Project Name: Abolition Science: A Podcast Series
Grantees: Atasi Das, LaToya Strong
Discipline: Urban Education
Funding Cycle: 2017-2018
White Paper: Abolition Podcast White Paper_Final
About the Project
The Podcast/Radio Reporting and Storytelling training meets a need for an Urban Environmental Research Group that will help develop and enact a broader project exploring the possibilities of Abolition Science. Our broad proposed project aims to develop, through public discourse, a podcast series entitled “Abolition Science,” inspired by W.E.B. Du Bois’s “abolition-democracy” (Du Bois, 1898). The primary purpose of this project is to examine the possibilities of abolition science through public engagement with science, urban education, and social issues. In line with the tenets of abolition democracy, the goal of the podcast series will be to disrupt, interrogate, and deconstruct existing notions of science and science education that perpetuate inequities while simultaneously reshaping and advancing the possibilities that an alternative approach to science and science education can play in society.
As an outcome of this training, we aim to develop a blueprint for a podcast series to explore the possibilities of an abolition science theory and practice through public engagement.

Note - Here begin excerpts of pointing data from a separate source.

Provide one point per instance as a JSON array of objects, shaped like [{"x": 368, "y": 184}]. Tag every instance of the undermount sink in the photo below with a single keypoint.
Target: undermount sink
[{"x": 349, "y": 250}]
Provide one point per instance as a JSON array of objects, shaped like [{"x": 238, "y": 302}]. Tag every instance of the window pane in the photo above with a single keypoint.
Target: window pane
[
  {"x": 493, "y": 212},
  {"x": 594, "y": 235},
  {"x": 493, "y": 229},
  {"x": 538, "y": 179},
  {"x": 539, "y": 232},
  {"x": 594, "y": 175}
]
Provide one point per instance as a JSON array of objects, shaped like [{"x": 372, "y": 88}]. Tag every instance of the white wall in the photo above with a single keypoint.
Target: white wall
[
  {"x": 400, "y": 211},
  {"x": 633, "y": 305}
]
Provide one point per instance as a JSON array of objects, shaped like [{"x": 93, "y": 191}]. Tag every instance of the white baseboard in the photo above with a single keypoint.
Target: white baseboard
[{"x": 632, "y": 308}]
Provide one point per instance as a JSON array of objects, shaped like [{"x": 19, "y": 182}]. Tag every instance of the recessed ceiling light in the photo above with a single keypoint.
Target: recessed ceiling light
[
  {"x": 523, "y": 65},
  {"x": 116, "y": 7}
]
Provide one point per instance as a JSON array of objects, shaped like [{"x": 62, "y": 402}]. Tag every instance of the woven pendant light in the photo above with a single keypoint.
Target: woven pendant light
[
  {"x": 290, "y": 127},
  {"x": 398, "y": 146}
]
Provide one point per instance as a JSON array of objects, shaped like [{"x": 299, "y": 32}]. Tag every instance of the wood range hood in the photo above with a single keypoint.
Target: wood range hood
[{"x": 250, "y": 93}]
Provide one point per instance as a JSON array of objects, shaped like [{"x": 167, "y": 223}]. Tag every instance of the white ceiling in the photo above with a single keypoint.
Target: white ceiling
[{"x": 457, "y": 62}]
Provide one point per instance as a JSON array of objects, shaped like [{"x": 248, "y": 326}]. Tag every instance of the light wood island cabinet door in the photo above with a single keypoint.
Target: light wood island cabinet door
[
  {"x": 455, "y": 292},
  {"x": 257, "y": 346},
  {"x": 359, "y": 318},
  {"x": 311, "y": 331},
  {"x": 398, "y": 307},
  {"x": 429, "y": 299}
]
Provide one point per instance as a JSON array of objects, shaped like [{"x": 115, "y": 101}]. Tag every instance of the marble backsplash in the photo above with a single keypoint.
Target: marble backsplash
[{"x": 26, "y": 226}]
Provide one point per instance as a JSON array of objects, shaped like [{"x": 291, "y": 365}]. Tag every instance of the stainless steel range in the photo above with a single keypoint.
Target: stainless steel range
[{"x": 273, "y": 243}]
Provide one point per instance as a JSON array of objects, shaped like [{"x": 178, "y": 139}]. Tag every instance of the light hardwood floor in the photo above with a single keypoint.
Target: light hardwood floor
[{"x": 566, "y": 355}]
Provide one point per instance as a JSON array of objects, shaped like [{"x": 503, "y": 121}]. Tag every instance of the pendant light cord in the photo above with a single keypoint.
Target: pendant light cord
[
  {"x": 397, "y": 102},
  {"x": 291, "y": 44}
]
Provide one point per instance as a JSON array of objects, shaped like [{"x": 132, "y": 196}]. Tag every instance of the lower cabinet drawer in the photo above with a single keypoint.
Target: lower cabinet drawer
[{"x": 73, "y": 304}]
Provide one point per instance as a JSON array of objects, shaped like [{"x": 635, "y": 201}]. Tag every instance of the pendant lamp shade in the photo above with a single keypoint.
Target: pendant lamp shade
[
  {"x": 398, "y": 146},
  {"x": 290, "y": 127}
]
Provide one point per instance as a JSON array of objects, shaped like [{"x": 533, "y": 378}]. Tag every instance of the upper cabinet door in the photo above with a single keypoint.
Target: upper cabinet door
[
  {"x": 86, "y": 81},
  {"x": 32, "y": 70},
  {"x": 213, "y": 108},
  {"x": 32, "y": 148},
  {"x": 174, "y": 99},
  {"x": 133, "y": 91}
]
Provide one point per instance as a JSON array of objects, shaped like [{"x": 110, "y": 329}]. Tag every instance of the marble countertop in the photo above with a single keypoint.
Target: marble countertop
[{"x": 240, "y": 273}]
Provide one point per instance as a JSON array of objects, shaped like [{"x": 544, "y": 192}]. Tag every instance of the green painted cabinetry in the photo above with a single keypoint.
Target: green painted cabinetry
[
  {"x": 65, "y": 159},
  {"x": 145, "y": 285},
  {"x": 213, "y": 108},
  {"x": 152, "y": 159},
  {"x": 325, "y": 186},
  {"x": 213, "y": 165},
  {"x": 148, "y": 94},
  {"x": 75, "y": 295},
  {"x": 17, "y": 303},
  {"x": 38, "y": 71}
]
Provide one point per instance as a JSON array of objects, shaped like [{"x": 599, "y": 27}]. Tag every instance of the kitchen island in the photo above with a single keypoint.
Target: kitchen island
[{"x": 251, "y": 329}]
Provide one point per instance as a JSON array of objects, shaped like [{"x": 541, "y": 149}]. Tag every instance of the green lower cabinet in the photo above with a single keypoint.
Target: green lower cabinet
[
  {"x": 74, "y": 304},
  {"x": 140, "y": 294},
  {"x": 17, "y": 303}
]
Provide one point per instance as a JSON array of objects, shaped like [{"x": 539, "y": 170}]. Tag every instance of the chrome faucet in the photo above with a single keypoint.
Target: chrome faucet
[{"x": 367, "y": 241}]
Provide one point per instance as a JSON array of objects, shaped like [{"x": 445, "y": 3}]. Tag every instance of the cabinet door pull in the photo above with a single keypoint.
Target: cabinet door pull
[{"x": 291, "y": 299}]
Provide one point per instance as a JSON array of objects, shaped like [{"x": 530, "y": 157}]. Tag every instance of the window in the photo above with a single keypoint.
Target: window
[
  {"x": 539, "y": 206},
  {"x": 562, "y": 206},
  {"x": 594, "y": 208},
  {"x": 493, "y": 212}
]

The training we hope to participate in would help us specifically to think through the process of developing such a series to reach a large audience. Our proposed podcast series will be geared toward a broad audience to connect various conversations and experiences occurring in different places and spaces. A possible podcast episode theme would be reclaiming knowledge and creativity, and would include diverse voices such as Abenaki basket-maker and educator Judy Dow on reclaiming indigenous ways of knowing. Other episodes would feature educators who repurpose materials for classroom projects, New York City subway dancers who use the subway trains as a stage, and Jennifer Stoops from our team, who researches sustainability and making. Potential questions to guide the session would be: “Who creates?” “Who controls forms of knowledge and production?” “For whose benefit?” “What is making?” “Is the maker movement new?” “What does making look like on the margins?” Thus, our podcast series aspires to bring different stakeholders, who use different tactics and approaches, into the same room to collaboratively think and share a dialogue about the issue at hand.